The survey found that Americans don’t feel financially healthy themselves until age 47. What’s more, they said age 49 is when they think other people feel financially healthy.

“While many Americans believe financial well-being is attainable, less than half say they’re financially healthy today,” the survey states.

From Broke College Grad to a Half-Million by Age 47

A recent study found that Americans on average think it takes saving over $500,000 to attain financial wellness.

So how does someone actually save $500,000 after starting with next to nothing? Consider a 22-year-old college graduate named Nicole.
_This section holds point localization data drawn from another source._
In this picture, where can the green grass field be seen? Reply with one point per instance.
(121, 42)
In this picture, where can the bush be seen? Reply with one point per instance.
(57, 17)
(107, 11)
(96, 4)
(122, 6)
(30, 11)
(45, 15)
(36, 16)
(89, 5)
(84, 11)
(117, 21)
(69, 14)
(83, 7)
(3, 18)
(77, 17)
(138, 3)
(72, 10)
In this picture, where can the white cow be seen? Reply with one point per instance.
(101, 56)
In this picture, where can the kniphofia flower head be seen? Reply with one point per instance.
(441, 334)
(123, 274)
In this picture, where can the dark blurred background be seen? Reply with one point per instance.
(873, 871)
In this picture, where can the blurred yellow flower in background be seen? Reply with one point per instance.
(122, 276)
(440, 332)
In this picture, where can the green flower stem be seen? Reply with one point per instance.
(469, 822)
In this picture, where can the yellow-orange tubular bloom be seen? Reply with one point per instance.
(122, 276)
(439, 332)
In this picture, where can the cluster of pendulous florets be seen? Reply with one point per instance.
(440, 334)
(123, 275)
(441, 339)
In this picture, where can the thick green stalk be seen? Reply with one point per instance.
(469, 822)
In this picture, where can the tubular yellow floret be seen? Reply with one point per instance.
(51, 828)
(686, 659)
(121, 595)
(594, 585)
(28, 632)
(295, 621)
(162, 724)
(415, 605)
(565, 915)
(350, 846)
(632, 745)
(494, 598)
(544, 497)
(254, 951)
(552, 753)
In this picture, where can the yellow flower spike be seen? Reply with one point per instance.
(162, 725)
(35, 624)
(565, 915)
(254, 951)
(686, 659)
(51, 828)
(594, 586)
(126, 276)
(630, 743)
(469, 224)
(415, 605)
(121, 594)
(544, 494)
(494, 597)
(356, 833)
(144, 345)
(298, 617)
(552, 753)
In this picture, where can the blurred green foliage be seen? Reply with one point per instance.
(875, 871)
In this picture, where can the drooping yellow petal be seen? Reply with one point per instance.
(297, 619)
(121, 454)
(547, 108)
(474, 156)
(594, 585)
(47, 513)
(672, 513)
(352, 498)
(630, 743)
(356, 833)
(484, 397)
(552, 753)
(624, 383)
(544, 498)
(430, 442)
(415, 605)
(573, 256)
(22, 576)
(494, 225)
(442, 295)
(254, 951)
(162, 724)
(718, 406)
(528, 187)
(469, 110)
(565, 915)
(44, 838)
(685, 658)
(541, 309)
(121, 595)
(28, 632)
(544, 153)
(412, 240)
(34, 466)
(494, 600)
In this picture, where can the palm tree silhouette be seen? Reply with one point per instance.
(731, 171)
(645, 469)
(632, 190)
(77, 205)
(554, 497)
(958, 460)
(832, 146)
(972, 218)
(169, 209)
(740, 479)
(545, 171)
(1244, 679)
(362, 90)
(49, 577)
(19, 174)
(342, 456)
Despite graduating with minimal debt, she starts out with just $100 to invest. Using SmartAsset’s investment calculator, she could determine exactly how much she’ll need to invest each year to reach her goal of saving over $500,000 by age 47.

Assuming an 8% annual rate of return, Nicole will need to invest $7,050 a year to have over $516,000 within 25 years. That means each month she’ll have to put aside $587 to invest. Nicole’s ability to save at that rate, of course, depends on a number of factors, including her income, her expenses, her budgeting and the cost of living in her area.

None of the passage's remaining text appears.